Ministry plans to tax Pastors, Head of State

By Sarafina Sanerivi 12 March 2017, 12:00AM

Changes are in the pipeline for tax laws in Samoa.

What we can tell you is that the Ministry of Revenue is reviewing how it deals with income taxes with the idea that everyone who earns an income will pay tax.

The Head of State and Church Ministers will not be spared.

The plan was confirmed by the Minister of Revenue, Ti’alavea Tionisio Hunt, during an interview with the Sunday Samoan yesterday.

“The Ministry is reviewing all the (existing) laws,” he said.

“The main idea is to make sure that everyone in this country pays tax.”

Ti’alavea said the Ministry has been entrusted with the task of generating revenue to pay for the developments and they are not leaving a stone unturned.
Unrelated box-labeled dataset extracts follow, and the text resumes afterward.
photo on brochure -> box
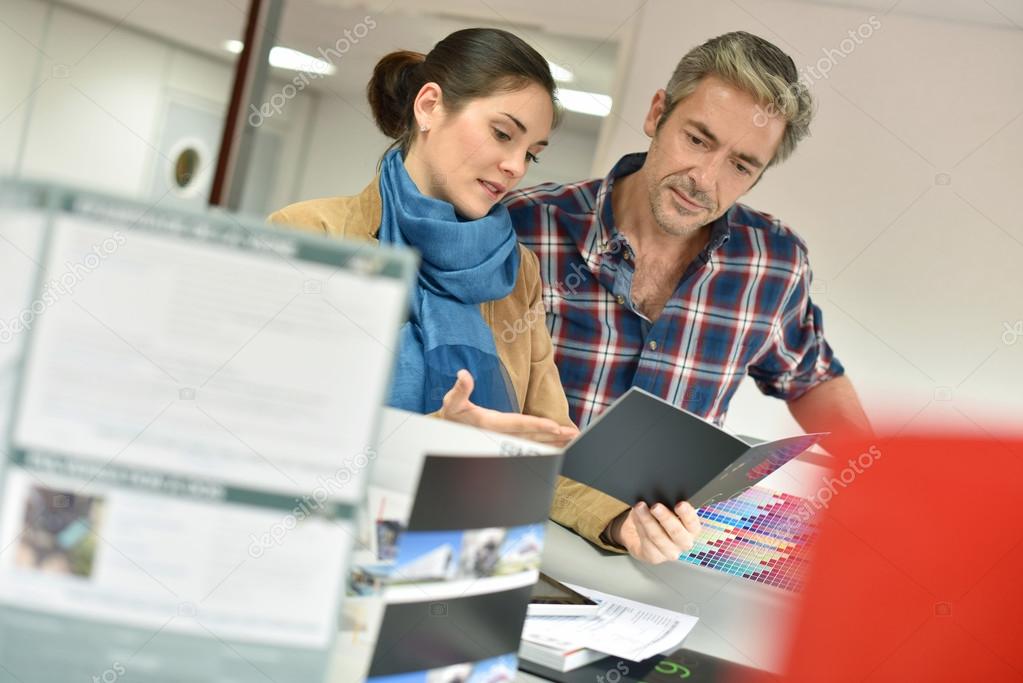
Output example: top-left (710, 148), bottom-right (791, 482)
top-left (367, 654), bottom-right (519, 683)
top-left (388, 525), bottom-right (544, 585)
top-left (14, 486), bottom-right (103, 578)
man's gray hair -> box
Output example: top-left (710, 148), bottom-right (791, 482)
top-left (658, 31), bottom-right (813, 166)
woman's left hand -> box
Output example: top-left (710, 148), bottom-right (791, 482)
top-left (438, 370), bottom-right (579, 446)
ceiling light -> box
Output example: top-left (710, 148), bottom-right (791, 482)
top-left (224, 40), bottom-right (338, 76)
top-left (547, 59), bottom-right (575, 83)
top-left (558, 88), bottom-right (613, 117)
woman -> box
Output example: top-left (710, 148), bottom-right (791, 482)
top-left (270, 29), bottom-right (578, 445)
top-left (270, 29), bottom-right (699, 562)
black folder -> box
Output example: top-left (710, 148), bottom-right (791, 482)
top-left (562, 386), bottom-right (827, 507)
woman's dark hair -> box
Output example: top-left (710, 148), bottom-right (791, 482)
top-left (366, 29), bottom-right (558, 154)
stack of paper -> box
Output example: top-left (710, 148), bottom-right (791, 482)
top-left (519, 584), bottom-right (697, 671)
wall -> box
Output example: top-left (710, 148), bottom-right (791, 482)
top-left (0, 0), bottom-right (314, 218)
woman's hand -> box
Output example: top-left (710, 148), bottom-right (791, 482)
top-left (438, 370), bottom-right (579, 446)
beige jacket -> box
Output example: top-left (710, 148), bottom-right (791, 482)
top-left (269, 179), bottom-right (629, 551)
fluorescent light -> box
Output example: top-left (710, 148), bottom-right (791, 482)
top-left (547, 59), bottom-right (575, 83)
top-left (224, 40), bottom-right (338, 76)
top-left (270, 45), bottom-right (338, 76)
top-left (558, 88), bottom-right (612, 117)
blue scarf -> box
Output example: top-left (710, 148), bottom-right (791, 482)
top-left (379, 149), bottom-right (519, 413)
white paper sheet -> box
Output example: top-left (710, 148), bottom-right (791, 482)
top-left (522, 584), bottom-right (697, 662)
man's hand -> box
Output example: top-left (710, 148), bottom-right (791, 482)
top-left (609, 501), bottom-right (700, 564)
top-left (438, 370), bottom-right (579, 446)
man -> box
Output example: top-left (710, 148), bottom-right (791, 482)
top-left (505, 32), bottom-right (870, 562)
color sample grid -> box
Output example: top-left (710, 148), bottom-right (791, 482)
top-left (679, 488), bottom-right (817, 591)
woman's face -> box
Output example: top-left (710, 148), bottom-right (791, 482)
top-left (405, 83), bottom-right (554, 219)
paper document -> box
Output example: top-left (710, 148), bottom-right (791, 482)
top-left (522, 584), bottom-right (697, 662)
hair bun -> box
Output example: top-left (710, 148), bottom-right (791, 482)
top-left (366, 50), bottom-right (427, 139)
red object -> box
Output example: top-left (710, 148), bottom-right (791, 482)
top-left (769, 437), bottom-right (1023, 682)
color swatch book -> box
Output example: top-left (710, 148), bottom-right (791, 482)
top-left (680, 487), bottom-right (817, 592)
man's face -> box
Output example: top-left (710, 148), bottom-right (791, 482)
top-left (643, 76), bottom-right (786, 236)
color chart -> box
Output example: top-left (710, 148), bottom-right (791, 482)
top-left (680, 488), bottom-right (816, 591)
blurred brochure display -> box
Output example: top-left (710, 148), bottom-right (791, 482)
top-left (338, 408), bottom-right (562, 683)
top-left (0, 183), bottom-right (415, 682)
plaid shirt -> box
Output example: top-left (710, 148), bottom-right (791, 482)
top-left (504, 153), bottom-right (844, 426)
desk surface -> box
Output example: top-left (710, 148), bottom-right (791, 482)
top-left (330, 445), bottom-right (828, 683)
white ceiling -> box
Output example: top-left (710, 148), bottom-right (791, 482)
top-left (63, 0), bottom-right (1023, 130)
top-left (53, 0), bottom-right (630, 131)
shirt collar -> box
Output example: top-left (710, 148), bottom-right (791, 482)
top-left (580, 151), bottom-right (733, 270)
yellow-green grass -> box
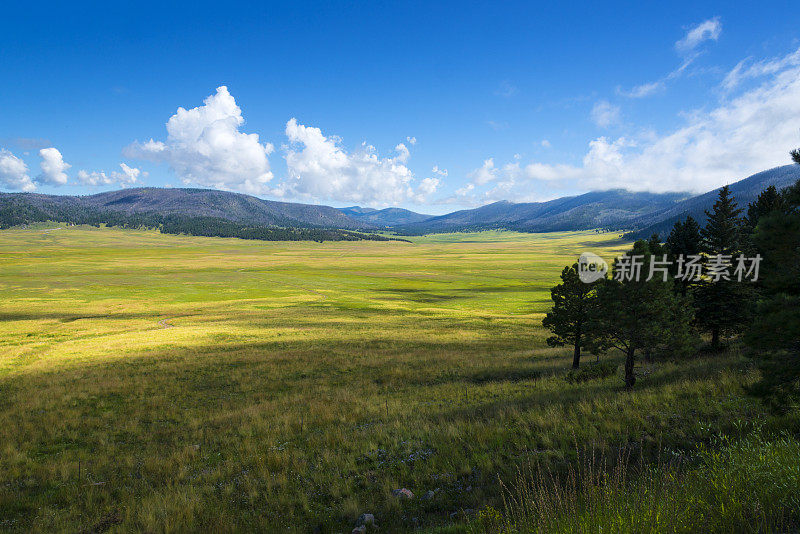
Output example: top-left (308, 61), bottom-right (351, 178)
top-left (0, 226), bottom-right (788, 532)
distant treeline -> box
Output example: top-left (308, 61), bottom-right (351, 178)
top-left (0, 197), bottom-right (408, 242)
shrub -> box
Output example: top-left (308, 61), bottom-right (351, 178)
top-left (566, 360), bottom-right (617, 384)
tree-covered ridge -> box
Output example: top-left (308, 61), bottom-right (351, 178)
top-left (0, 195), bottom-right (406, 242)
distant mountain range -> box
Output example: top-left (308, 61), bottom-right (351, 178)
top-left (0, 165), bottom-right (800, 237)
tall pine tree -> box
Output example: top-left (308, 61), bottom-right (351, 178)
top-left (745, 150), bottom-right (800, 411)
top-left (542, 263), bottom-right (597, 369)
top-left (693, 186), bottom-right (753, 350)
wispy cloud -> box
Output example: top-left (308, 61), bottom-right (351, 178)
top-left (591, 100), bottom-right (620, 128)
top-left (675, 17), bottom-right (722, 55)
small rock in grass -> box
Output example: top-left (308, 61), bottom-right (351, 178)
top-left (357, 514), bottom-right (375, 526)
top-left (392, 488), bottom-right (414, 499)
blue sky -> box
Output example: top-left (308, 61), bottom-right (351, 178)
top-left (0, 2), bottom-right (800, 213)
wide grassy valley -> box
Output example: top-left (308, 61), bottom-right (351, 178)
top-left (0, 224), bottom-right (798, 532)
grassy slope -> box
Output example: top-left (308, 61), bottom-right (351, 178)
top-left (0, 228), bottom-right (792, 532)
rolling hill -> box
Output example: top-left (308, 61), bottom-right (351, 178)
top-left (0, 165), bottom-right (800, 238)
top-left (0, 187), bottom-right (374, 230)
top-left (628, 165), bottom-right (800, 239)
top-left (339, 206), bottom-right (433, 228)
top-left (396, 189), bottom-right (689, 235)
 “I took the oath when I was selected as the Minister that I would do everything to make sure that we get extra money for the development of the country." 

“So we are now in the process and we are reviewing the laws to make sure that everyone pays taxes.” 

Ti’alavea said the review includes the existing law which allows church Ministers not to pay tax on their incomes.

“We are now in the process of carrying out consultations with churches,” he said. “We already had a meeting with the Executive of the Samoa National Council of Churches where we discussed the issue." 

“The proposed changes targets the money church ministers receive from the congregation every two weeks (alofa/peleti)." 

“We will not touch other contributions made by the church. We believe those other contributions are for the development of the churches." 

“This will also exclude the money they get from funerals, weddings, and other things.”

Ti’alavea said the Ministry only wants to tax the offering received by Pastors from their congregations.

“As you are aware, these taxes are for the development of our country. It is to help our people." 

“I understand that there are other pastors who are doing volunteering work and giving out money and food for those in need." 

“But we (Member of Parliaments) are also doing the same. We also give out money to develop our districts and help those who need help. The difference is that we pay tax and they don’t.”

But that’s not all. 

Ti’alavea added they are looking at the different businesses run by churches in Samoa. 

“We are revisiting the existing law so they can all be included. They pay V.A.G.S.T but not income tax but I think it’s only fair for them to pay taxes as well for the businesses they have in Samoa.”

So how will it work?

The Minister said a form would be provided by the Ministry for every church Minister in Samoa. 

 “They will write down how much they get and we will calculate the amount of tax they have to pay depending on how much they receive."

“It’s just going to be just like other workers in Samoa. You have to pay as you earn (P.A.Y.E).”

Ti’alavea explained that the proposed change will make it consistent for everyone. He added that it might work out in the church ministers’ favour because some congregations might offer to pay their taxes too.

“We know and understand that our people have giving hearts when it comes to church ministers, most of our people just love giving and doing the best for their church ministers." 

“We know that if we have this change, most congregations will offer to pay the pastor’s tax on their behalf." 

“We already looked at this as well, we’ve come up with the idea that if such a case happens, we will also still ask for tax to be paid by the church minister. We want the church minister’s to pay the tax themselves.”

Ti’alavea said the plan has to be approved by Cabinet.

“Whatever plan and report we can come up with, we will always have to wait for a decision from Cabinet." 

“So we are looking at hosting public consultations on the 27-28 of this month for Upolu. Then we will host a public consultation in Savaii from the 30-31 of March." 

“We will then include all the opinions from members of the public and summarize it in a report which we will compile and present to Cabinet.”

He went on to say that this is not the first time they’ve come up with this plan. 

 “This is actually the third time we are making an attempt to push for this change. The first and second time we presented this in Cabinet, it was unsuccessful.' 

“But we are going to present it again. We will have public consultations to get the views of members of the public and also for church ministers." 

“Like I mentioned before, we have already discussed this with the executive members of the Samoa National Council of Churches."

“And from that discussion, there were mixed feelings about the issue. Some agreed and some opposed.”

Ti’alavea said there is no need to hide the fact the government needs revenue.

 “We don’t have minerals like other countries,” he said. “We depend on our hands to do the things we want. We also rely on our development partners to fund the development. 

“With the proposed change, our developing partners will be able to see that everyone in Samoa is contributing to the development of our country.”

The Minister said it is not the Ministry’s intention to offend members of the clergy.

 “We don’t belittle their commitment and the performance of their roles in our country but we just think it is only right for them to pay tax as everyone else,” Tialavea said.

 “If God wants it to happen, it will happen. If not, then it will not happen.”

Ti’alavea said they are looking at presenting the changes when Parliament reconvenes on the 30 May. 

“And if Members accept the proposed changes, then it will be effective in July if the main budget for 2017-2018 gets approved.”